Comparative Analysis of the Results between the Early Period and the Midterm Period of a Single Surgeon’s Experience in the Treatment of Hallux Valgus Using Scarf Osteotomy

Affiliations
  • 1Department of Orthopedic Surgery, Pohang St. Mary’s Hospital, Pohang, Korea

Abstract

Purpose
This study evaluated the results of two groups—the early group and midterm group—comparatively in the treatment of hallux valgus using a scarf osteotomy.
Materials and Methods
From January 2005 to December 2009 (Group 1) and from January 2010 to December 2013 (Group 2), this study compared hallux valgus cases treated by a scarf osteotomy by a single surgeon with at least a five-year follow-up.
Results
The average ages of Group 1 and Group 2 were 50.5 and 51.7 years old, respectively. The average follow-up of Groups 1 and 2 were 7.4 and 6.2 years, respectively. Groups 1 and 2 had 86 cases (53 patients) and 93 cases (64 patients) with at least a five-year followup, respectively. The average hallux valgus angle (HVA) and 1-2 intermetatarsal angle (IMA) of Group 1 were improved from 31.3° and 13.9° preoperatively to 11.3° and 6.8° at the final follow-up, respectively (p<0.001). The average HVA and 1-2 IMA of Group 2 were improved from 31.7° and 13.4° preoperatively to 8.9° and 6.6° at the final follow-up, respectively (p<0.001). The mean American Orthopaedic Foot and Ankle Society (AOFAS) score of both groups increased from 48.5 and 45.0 points preoperatively to 73.7 and 82.4 points at the final follow-up, respectively.
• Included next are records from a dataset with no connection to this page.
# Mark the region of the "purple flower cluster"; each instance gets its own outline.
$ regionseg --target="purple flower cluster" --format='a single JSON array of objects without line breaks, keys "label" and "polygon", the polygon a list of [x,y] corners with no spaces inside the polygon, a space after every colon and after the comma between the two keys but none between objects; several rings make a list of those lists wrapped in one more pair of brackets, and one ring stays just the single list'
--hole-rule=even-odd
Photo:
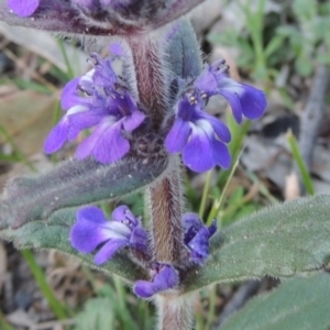
[{"label": "purple flower cluster", "polygon": [[[187,246],[189,262],[201,264],[209,256],[209,239],[217,231],[213,223],[204,226],[195,213],[183,216],[185,229],[184,243]],[[148,251],[147,232],[127,206],[116,208],[108,221],[101,209],[89,206],[77,212],[77,222],[70,231],[72,245],[81,253],[95,254],[95,263],[101,265],[124,248],[138,250],[145,255]],[[141,298],[173,289],[178,286],[179,277],[170,264],[153,262],[150,266],[151,280],[136,280],[134,293]]]},{"label": "purple flower cluster", "polygon": [[205,110],[208,99],[216,95],[228,100],[238,123],[243,114],[249,119],[261,117],[266,108],[264,92],[229,78],[224,61],[208,66],[176,103],[176,119],[165,141],[167,151],[182,152],[185,165],[195,172],[230,166],[226,145],[231,140],[230,131]]},{"label": "purple flower cluster", "polygon": [[113,210],[112,221],[107,221],[101,209],[90,206],[77,212],[77,222],[72,228],[70,241],[81,253],[98,249],[95,263],[101,265],[124,246],[147,250],[147,234],[141,220],[127,206]]},{"label": "purple flower cluster", "polygon": [[196,264],[201,264],[209,256],[209,239],[217,231],[217,222],[215,220],[210,227],[207,227],[196,213],[185,213],[183,227],[185,229],[184,242],[190,251],[190,260]]},{"label": "purple flower cluster", "polygon": [[112,68],[117,57],[124,57],[121,46],[112,44],[110,51],[112,55],[107,59],[92,54],[94,69],[65,86],[61,105],[66,113],[45,141],[47,154],[91,128],[92,133],[77,148],[78,160],[94,156],[107,164],[121,160],[129,152],[128,139],[144,121],[145,114]]},{"label": "purple flower cluster", "polygon": [[34,14],[40,0],[7,0],[7,4],[18,16],[28,18]]}]

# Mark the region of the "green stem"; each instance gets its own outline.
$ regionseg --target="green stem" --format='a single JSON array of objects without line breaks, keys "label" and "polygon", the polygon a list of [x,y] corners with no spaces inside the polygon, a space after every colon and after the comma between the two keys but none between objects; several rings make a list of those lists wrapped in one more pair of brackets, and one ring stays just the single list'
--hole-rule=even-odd
[{"label": "green stem", "polygon": [[294,160],[296,161],[297,166],[299,168],[301,179],[302,179],[304,185],[306,187],[306,191],[308,193],[308,195],[315,195],[315,189],[314,189],[314,185],[312,185],[309,172],[308,172],[307,166],[306,166],[306,164],[302,160],[298,143],[297,143],[293,132],[289,131],[287,133],[287,140],[289,142]]},{"label": "green stem", "polygon": [[205,182],[202,196],[201,196],[201,202],[200,202],[199,212],[198,212],[199,218],[201,218],[201,219],[205,213],[206,202],[207,202],[208,194],[210,190],[211,176],[212,176],[212,170],[209,170],[206,176],[206,182]]},{"label": "green stem", "polygon": [[33,253],[28,250],[22,250],[22,255],[33,274],[35,282],[38,284],[44,297],[47,299],[54,315],[57,317],[57,319],[61,320],[66,319],[68,314],[65,307],[54,296],[54,293],[45,278],[44,272],[42,271],[40,265],[35,262]]}]

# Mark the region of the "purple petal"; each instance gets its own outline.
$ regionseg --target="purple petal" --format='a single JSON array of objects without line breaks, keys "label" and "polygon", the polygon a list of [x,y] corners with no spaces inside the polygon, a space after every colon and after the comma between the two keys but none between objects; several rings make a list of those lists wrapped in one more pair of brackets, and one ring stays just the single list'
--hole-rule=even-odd
[{"label": "purple petal", "polygon": [[128,240],[110,240],[95,255],[94,262],[97,265],[101,265],[109,261],[118,250],[127,245],[129,245]]},{"label": "purple petal", "polygon": [[238,123],[242,122],[242,106],[241,100],[237,94],[233,94],[228,90],[221,90],[219,91],[220,95],[222,95],[227,101],[229,102],[232,114]]},{"label": "purple petal", "polygon": [[40,0],[7,0],[7,4],[18,16],[31,16],[37,9]]},{"label": "purple petal", "polygon": [[125,219],[125,212],[129,210],[129,207],[121,205],[117,207],[111,215],[111,219],[114,221],[123,221]]},{"label": "purple petal", "polygon": [[222,142],[229,143],[231,141],[230,130],[222,121],[215,118],[213,116],[208,114],[207,112],[201,112],[200,118],[207,120],[211,124],[216,134]]},{"label": "purple petal", "polygon": [[260,118],[267,107],[265,94],[252,86],[242,85],[244,94],[241,96],[242,112],[249,119]]},{"label": "purple petal", "polygon": [[44,143],[44,152],[53,154],[57,152],[67,141],[69,131],[68,118],[64,117],[51,131]]},{"label": "purple petal", "polygon": [[217,220],[215,219],[212,224],[209,227],[210,237],[212,237],[218,229]]},{"label": "purple petal", "polygon": [[182,152],[188,142],[190,130],[189,122],[177,118],[165,140],[167,151],[169,153]]},{"label": "purple petal", "polygon": [[213,151],[215,165],[219,165],[222,168],[229,168],[231,164],[231,155],[227,145],[216,139],[211,142]]},{"label": "purple petal", "polygon": [[68,81],[63,88],[61,96],[61,107],[64,110],[68,110],[72,107],[77,106],[78,100],[78,84],[80,81],[80,77],[75,78]]},{"label": "purple petal", "polygon": [[190,141],[183,152],[183,161],[186,166],[198,173],[215,166],[212,147],[202,129],[194,127]]},{"label": "purple petal", "polygon": [[77,213],[77,222],[70,231],[72,245],[81,253],[92,252],[99,244],[108,240],[106,219],[100,209],[87,207]]}]

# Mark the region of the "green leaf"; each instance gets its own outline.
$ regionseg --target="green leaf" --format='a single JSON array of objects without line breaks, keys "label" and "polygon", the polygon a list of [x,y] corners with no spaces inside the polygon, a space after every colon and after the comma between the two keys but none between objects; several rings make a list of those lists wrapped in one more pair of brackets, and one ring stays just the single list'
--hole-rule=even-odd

The numbers of patient-assessed subjective satisfaction of Groups 1 and 2 at the final follow-ups were as follows: excellent, 27 and 36 (31.4%, 38.7%); good, 34 and 49 (39.5%, 52.7%); fair, 13 and 5 (15.1%, 5.4%); poor, 12 and 3 (13.9%, 3.2%); respectively. Neither troughing nor stress fractures occurred in both groups.
Conclusion
Scarf osteotomy for treating hallux valgus is an excellent surgical method with a relatively low incidence of complications. The results in Group 2 were better than those in Group 1, showing that more surgical experience and evolution of the techniques provided better results.

Keyword

Hallux valgus; Osteotomy; Postoperative complications

Figure

  • Fig. 1 The release of lateral collateral ligament of the first metatarsophalangeal joint by inserting the periosteal elevator (A, B) and scraping the ligament (C). This procedure could weaken the lateral tension around the first metatarsophalangeal joint.

  • Fig. 2 (A) Lowering during scarf osteotomy in group 1. The plantar head fragment was lowered a maximum of 7 mm with the longitudinal cut angle of 20°. Too much lowering occasionally caused metatarsalgia of the first metatarsophalangeal joint. (B) Lowering during scarf osteotomy in group 2. The plantar head fragment was lowered a maximum of only 5 mm, because of reduced longitudinal cut angle about 10° to prevent too much lowering.

  • Fig. 3 Box plot diagram of preoperative and postoperative. HVA and IMA in both groups. (A) Comparative analysis of the HVA of both groups. (B) Comparative analysis of the IMA of both groups. HVA: hallux valgus angle, IMA: intermetatarsal angle. *Statistically significant (p<0.05).

  • Fig. 4 (A) Postoperative evaluation criteria for the results of HVA—negative, normal (0°~20°), and more than 20°. (B) Postop-erative evaluation criteria for the results of IMA—within 8° and more than 8°. HVA: hallux valgus angle, IMA: intermetatarsal angle.

  • Fig. 5 Different options of the shortening of the first metatarsal bone during lateral translation of the plantar head fragment to correct the hallux valgus deformity, depends on the necessity of the length of the shortening. (A) Minimal shortening (1~2mm). (B) Shortening by making the angle of the transverse cut more acute and proximal ward (3~4 mm). (C) Shortening by segmental resection of both ends of the fragments (more than 5 mm).

  • Fig. 6 (A) Long oblique transverse cut makes two cones to prevent troughing and stress fracture. (B) Transverse cut parallel to the shaft makes two half domes leading to troughing distally and stress fracture proximally due to lack of lateral strut.

  • Fig. 7 The relaxed intrinsic muscle of the first ray after shortening the first metatarsal. It produced the relaxed stability along the first metatarsophalangeal joint.